Citation Nr: 18139664
Decision Date: 09/28/18	Archive Date: 09/28/18

DOCKET NO. 16-19 028A
DATE:	September 28, 2018
ORDER
Entitlement to service connection for residuals of rectal cancer, associated with exposure to contaminated water at Camp Lejeune, is denied.

REMANDED
Entitlement to service connection for asthma, associated with exposure to contaminated water at Camp Lejeune, is remanded.
FINDING OF FACT
The Veteran’s rectal cancer manifested many years after service separation and is not causally or etiologically related to exposure to contaminated water at Camp Lejeune, North Carolina.
CONCLUSION OF LAW
The criteria to establish service connection for residuals of rectal cancer are not met.  38 U.S.C. §§ 1110, 1131; 5107 (2012); 38 C.F.R. §§ 3.303, 3.307, 3.309 (2017).
REASONS AND BASES FOR FINDING AND CONCLUSION
The Veteran, who is the appellant in this case, served on active duty from July 1971 to February 1978.
This matter comes before the Board of Veterans’ Appeals (Board) on appeal from a rating decision dated October 2014 of the Department of Veterans Affairs (VA) Regional Office (RO) in Louisville, Kentucky.  In May 2016, the Veteran perfected a timely substantive appeal.
Preliminary Matter
The Board has limited the discussion below to the relevant evidence required to support its finding of fact and conclusion of law, as well as to the specific contentions regarding the case as raised directly by the Veteran and those reasonably raised by the record.  See Scott v. McDonald, 789 F.3d 1375, 1381 (Fed. Cir. 2015); Robinson v. Peake, 21 Vet. App. 545, 552 (2008); Dickens v. McDonald, 814 F.3d 1359, 1361 (Fed. Cir. 2016).
Service Connection
Service connection may be granted for a disability resulting from disease or injury incurred in or aggravated by active military, naval, or air service.  38 U.S.C. §§ 1110, 1131; 38 C.F.R. § 3.303(a).  Service connection may be granted for any disease diagnosed after discharge when all the evidence, including that pertinent to service, establishes that the disease was incurred in service.  38 C.F.R. § 3.303(d).  

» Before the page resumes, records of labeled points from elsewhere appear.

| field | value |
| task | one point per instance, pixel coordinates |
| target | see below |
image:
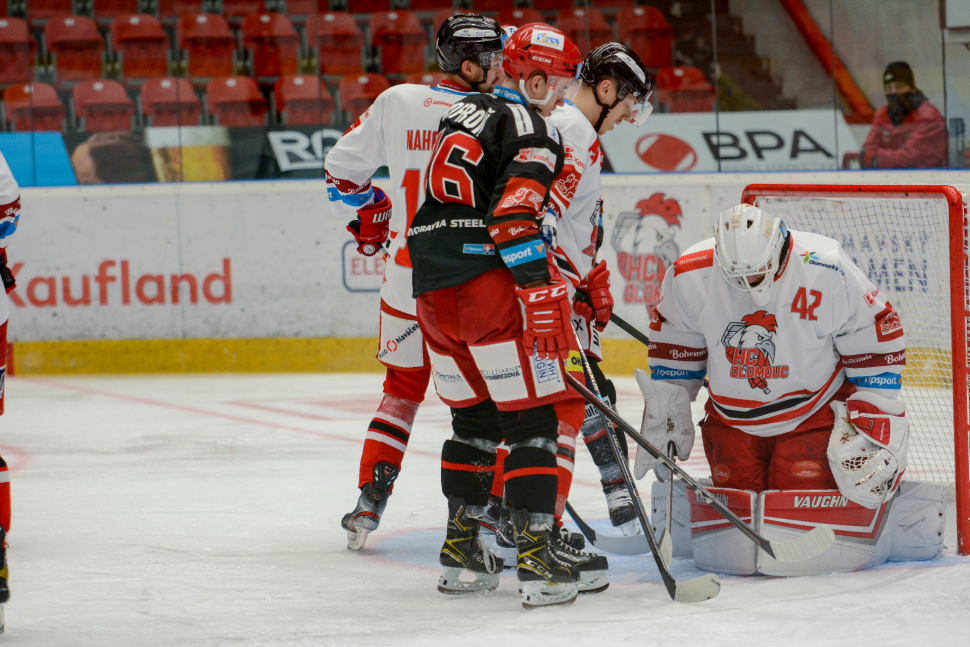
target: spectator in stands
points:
(908, 132)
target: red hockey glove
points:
(373, 224)
(597, 286)
(547, 319)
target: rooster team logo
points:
(750, 347)
(645, 247)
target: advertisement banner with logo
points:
(777, 140)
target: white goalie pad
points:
(666, 419)
(868, 447)
(918, 521)
(679, 518)
(862, 535)
(718, 546)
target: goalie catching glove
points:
(868, 447)
(666, 419)
(373, 224)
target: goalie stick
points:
(698, 589)
(807, 546)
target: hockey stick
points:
(698, 589)
(807, 546)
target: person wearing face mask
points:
(908, 132)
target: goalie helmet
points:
(749, 243)
(621, 64)
(543, 48)
(469, 37)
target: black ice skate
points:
(592, 567)
(373, 498)
(544, 579)
(465, 552)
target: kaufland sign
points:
(779, 140)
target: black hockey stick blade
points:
(811, 544)
(615, 544)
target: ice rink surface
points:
(204, 510)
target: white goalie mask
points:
(747, 244)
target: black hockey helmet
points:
(620, 63)
(469, 37)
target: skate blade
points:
(593, 582)
(536, 595)
(357, 538)
(450, 582)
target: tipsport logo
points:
(750, 348)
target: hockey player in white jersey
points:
(398, 131)
(9, 218)
(614, 87)
(804, 358)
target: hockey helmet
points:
(748, 245)
(621, 64)
(538, 46)
(469, 37)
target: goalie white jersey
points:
(771, 367)
(397, 131)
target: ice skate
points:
(365, 518)
(544, 579)
(592, 567)
(465, 552)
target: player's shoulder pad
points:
(697, 257)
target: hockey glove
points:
(373, 224)
(666, 419)
(9, 282)
(868, 447)
(597, 286)
(547, 319)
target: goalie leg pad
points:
(680, 536)
(862, 535)
(918, 521)
(718, 546)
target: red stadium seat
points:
(646, 32)
(684, 89)
(209, 45)
(170, 101)
(358, 92)
(235, 101)
(340, 43)
(425, 78)
(14, 51)
(518, 17)
(402, 40)
(274, 45)
(40, 11)
(103, 105)
(572, 22)
(77, 47)
(301, 100)
(105, 11)
(142, 46)
(33, 106)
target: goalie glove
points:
(666, 419)
(868, 447)
(373, 224)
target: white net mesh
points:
(902, 244)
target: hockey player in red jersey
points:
(9, 218)
(803, 355)
(398, 131)
(495, 315)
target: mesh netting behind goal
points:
(902, 242)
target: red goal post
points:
(912, 241)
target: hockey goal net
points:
(912, 242)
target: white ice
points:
(204, 510)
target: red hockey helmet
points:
(538, 46)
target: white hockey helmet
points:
(747, 243)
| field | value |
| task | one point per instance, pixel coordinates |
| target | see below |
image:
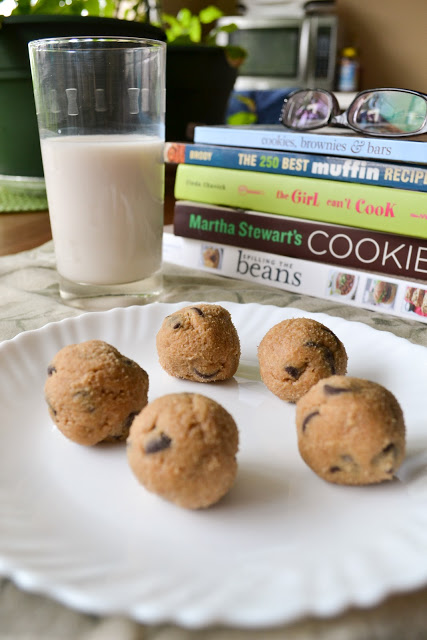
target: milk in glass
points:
(105, 195)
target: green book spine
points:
(356, 205)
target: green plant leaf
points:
(210, 14)
(195, 30)
(242, 117)
(184, 17)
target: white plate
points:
(75, 524)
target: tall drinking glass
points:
(100, 106)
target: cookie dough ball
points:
(183, 447)
(351, 431)
(297, 353)
(199, 343)
(93, 392)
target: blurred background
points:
(389, 35)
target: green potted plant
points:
(200, 74)
(20, 154)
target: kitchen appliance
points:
(294, 49)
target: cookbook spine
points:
(353, 287)
(400, 176)
(386, 253)
(280, 139)
(354, 205)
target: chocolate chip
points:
(308, 418)
(327, 354)
(175, 322)
(390, 447)
(206, 376)
(294, 372)
(130, 419)
(347, 458)
(199, 311)
(54, 412)
(329, 390)
(158, 444)
(331, 333)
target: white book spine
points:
(292, 274)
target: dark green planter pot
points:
(19, 139)
(199, 81)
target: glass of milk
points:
(100, 106)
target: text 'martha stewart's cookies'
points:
(93, 392)
(182, 447)
(351, 431)
(199, 343)
(297, 353)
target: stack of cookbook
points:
(327, 214)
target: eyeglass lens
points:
(388, 112)
(308, 110)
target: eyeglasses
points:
(388, 113)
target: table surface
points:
(29, 299)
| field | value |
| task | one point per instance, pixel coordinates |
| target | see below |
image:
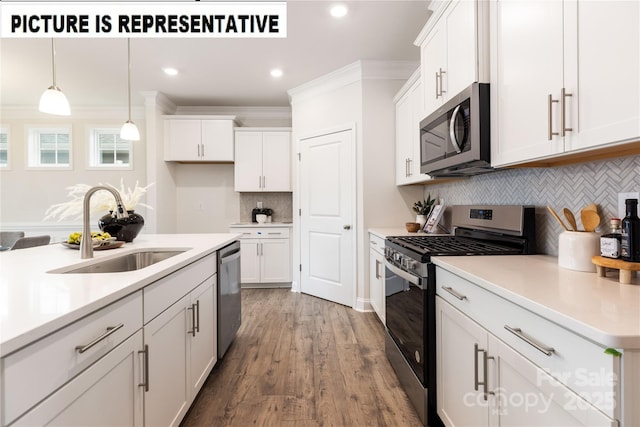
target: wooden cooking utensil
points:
(570, 218)
(590, 220)
(555, 215)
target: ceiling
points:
(214, 72)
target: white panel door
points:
(327, 200)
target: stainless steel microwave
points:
(455, 139)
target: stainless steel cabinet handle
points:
(563, 115)
(197, 310)
(193, 320)
(550, 131)
(485, 366)
(531, 341)
(454, 293)
(145, 383)
(110, 330)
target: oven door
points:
(405, 300)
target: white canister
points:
(576, 248)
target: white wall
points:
(26, 194)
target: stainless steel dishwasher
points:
(229, 299)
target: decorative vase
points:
(122, 228)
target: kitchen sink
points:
(127, 262)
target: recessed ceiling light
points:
(339, 10)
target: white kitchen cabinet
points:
(453, 46)
(376, 276)
(483, 382)
(409, 112)
(180, 343)
(262, 159)
(108, 393)
(198, 139)
(265, 254)
(558, 84)
(535, 372)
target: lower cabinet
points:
(482, 381)
(180, 346)
(376, 276)
(107, 393)
(265, 254)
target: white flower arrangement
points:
(101, 201)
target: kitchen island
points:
(70, 342)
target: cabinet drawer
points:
(262, 232)
(166, 291)
(376, 243)
(574, 361)
(34, 372)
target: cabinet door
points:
(202, 345)
(275, 261)
(276, 161)
(182, 139)
(167, 399)
(527, 51)
(462, 47)
(248, 161)
(528, 395)
(433, 54)
(250, 261)
(107, 393)
(376, 283)
(217, 140)
(602, 71)
(459, 365)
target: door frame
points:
(296, 285)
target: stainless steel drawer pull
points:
(110, 330)
(454, 293)
(145, 383)
(531, 341)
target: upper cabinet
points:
(263, 159)
(565, 77)
(453, 50)
(198, 138)
(409, 112)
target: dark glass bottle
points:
(630, 244)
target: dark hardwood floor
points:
(302, 361)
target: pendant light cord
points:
(129, 72)
(53, 61)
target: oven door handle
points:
(414, 280)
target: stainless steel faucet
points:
(86, 243)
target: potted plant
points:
(423, 208)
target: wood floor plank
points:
(305, 362)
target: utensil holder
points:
(576, 248)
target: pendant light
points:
(129, 129)
(53, 100)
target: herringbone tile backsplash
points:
(572, 187)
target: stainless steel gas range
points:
(410, 288)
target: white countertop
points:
(265, 224)
(34, 303)
(598, 308)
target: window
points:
(108, 150)
(49, 148)
(4, 147)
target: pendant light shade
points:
(53, 100)
(129, 129)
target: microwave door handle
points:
(452, 130)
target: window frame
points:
(93, 152)
(4, 129)
(34, 148)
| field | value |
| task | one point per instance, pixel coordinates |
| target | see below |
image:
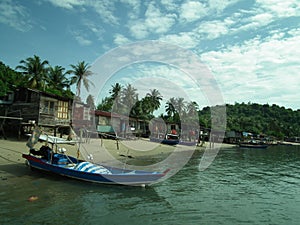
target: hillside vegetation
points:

To establish service connection for the claimed disorder, there must be (1) medical evidence of a current disability; (2) medical or, in certain circumstances, lay evidence of in-service incurrence or aggravation of a disease or injury; and (3) a causal connection between the claimed aggravation of a disease or injury and the current disability.  See Shedden v. Principi, 381 F.3d 1163 (Fed. Cir. 2004).
In order to establish presumptive service connection for a disease associated with exposure to contaminated water at Camp Lejeune, a claimant must show the following: (1) that the veteran served at Camp Lejeune for no less than 30 days (either consecutive or nonconsecutive) from August 1, 1953 to December 31, 1987; (2) that the veteran suffered from a disease associated with exposure to contaminants in the water supply at Camp Lejeune enumerated under 38 C.F.R. § 3.309(f); and (3) that the disease process manifested to a degree of 10 percent or more at any time after service.  38 C.F.R. §§ 3.307(a)(7), 3.309(f).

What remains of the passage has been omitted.